The Internet of Things (IoT) Cybersecurity Improvement Act of 2017 sponsored by U.S. Senators Cory Gardner (R-CO) and Mark R. Warner (D-VA), co-chairs of the Senate Cybersecurity Caucus, and Sens. Ron Wyden (D-WA) and Steve Daines (R-MT) would require government agencies deploying an IoT solution to ensure devices are patchable, make use of industry standard protocols, do not use hard-coded passwords, and do not contain any known security vulnerabilities. Government agencies would also be required to create an inventory of all IoT devices employed an agency.
The proposed legislation also directs the Department of Homeland Security’s National Protection and Programs Directorate to issue guidelines regarding cyber-security coordinated vulnerability disclosure policies that would be applied to government contractors, while at the same time tasking the Office of Management and Budget (OMB) to develop alternative network-level security requirements for devices with limited data processing and software functionality.
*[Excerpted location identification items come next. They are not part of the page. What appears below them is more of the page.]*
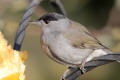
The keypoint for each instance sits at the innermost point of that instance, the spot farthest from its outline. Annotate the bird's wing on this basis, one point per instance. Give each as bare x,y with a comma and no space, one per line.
80,37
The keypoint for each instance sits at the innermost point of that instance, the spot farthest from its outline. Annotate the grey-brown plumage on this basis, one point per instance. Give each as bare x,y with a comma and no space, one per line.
68,42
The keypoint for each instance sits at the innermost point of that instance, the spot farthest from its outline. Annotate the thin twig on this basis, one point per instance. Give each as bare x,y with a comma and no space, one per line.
75,72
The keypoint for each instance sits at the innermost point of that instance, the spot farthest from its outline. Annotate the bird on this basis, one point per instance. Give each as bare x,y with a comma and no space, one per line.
68,42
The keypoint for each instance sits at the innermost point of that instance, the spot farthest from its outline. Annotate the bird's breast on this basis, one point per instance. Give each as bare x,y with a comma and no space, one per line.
60,49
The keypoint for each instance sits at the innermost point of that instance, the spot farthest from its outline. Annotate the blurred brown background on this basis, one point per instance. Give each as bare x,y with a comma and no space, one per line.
102,17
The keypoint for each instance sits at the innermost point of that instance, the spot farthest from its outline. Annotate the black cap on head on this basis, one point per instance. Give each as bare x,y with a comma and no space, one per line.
51,17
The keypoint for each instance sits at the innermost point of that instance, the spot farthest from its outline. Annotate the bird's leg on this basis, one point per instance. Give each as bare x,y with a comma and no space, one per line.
64,74
82,66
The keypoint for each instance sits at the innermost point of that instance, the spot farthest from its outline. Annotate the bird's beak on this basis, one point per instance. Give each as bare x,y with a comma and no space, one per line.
34,22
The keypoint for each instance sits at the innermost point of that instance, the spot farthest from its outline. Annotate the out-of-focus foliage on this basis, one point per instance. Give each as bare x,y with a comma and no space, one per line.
92,13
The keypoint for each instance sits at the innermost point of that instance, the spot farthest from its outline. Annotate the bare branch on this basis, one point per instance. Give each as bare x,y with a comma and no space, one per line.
76,72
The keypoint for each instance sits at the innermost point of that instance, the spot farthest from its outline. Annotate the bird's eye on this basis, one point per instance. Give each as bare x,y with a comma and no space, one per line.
46,21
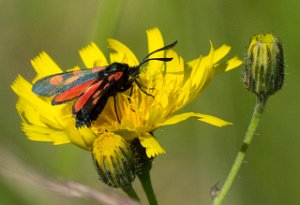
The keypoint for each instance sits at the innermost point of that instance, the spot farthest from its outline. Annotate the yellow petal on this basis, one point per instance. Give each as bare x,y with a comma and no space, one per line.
221,52
92,56
121,53
77,136
201,117
44,66
229,65
45,134
151,145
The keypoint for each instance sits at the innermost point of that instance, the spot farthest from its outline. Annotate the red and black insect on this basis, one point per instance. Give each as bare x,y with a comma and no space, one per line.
91,88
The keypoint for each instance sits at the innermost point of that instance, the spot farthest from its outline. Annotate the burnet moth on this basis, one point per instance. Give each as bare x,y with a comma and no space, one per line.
91,88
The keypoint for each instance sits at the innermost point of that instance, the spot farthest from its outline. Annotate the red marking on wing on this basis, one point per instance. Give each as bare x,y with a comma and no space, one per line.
55,80
71,79
96,100
81,101
72,92
76,72
115,76
97,69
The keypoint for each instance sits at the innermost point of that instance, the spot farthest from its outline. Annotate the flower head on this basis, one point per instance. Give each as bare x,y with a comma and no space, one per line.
264,65
173,84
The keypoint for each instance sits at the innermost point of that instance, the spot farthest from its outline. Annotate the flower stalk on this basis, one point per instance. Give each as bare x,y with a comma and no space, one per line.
258,111
131,193
263,75
145,179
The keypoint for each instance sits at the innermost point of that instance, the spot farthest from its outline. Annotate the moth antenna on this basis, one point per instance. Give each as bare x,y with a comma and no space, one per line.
146,58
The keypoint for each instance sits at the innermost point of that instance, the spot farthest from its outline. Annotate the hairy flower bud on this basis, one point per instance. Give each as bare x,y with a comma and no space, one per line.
114,159
264,66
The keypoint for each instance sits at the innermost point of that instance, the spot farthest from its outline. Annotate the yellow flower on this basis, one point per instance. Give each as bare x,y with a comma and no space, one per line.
173,84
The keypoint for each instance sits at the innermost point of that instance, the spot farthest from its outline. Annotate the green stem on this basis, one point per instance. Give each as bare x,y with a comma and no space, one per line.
258,111
131,193
145,179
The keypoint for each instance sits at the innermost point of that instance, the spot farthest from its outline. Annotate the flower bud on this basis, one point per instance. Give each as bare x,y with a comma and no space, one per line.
264,66
114,159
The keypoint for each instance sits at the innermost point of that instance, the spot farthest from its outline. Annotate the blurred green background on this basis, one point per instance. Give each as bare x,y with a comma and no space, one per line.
198,155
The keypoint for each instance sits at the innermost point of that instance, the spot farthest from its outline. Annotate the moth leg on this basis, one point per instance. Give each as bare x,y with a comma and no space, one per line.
141,87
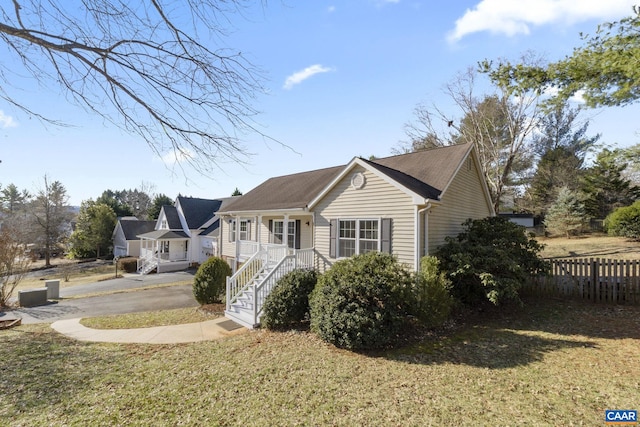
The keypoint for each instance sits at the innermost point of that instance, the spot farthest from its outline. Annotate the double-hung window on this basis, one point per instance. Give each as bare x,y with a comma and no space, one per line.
357,236
244,229
277,231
Finally, the act also proposes to exempt cyber-security researchers engaging in good-faith research from liability under the Computer Fraud and Abuse Act and the Digital Millennium Copyright Act when in engaged in research that complies with vulnerability disclosure guidelines stipulated in the legislation.
Because so many organizations do business with the Federal Government the hope is that this legislation will create a new minimum threshold for IoT security that will wind up being adopted within private industry as well. It could also create a baseline that courts would employ to determine liability in cases where they would need to determine whether a minimum level of IoT security was put in place.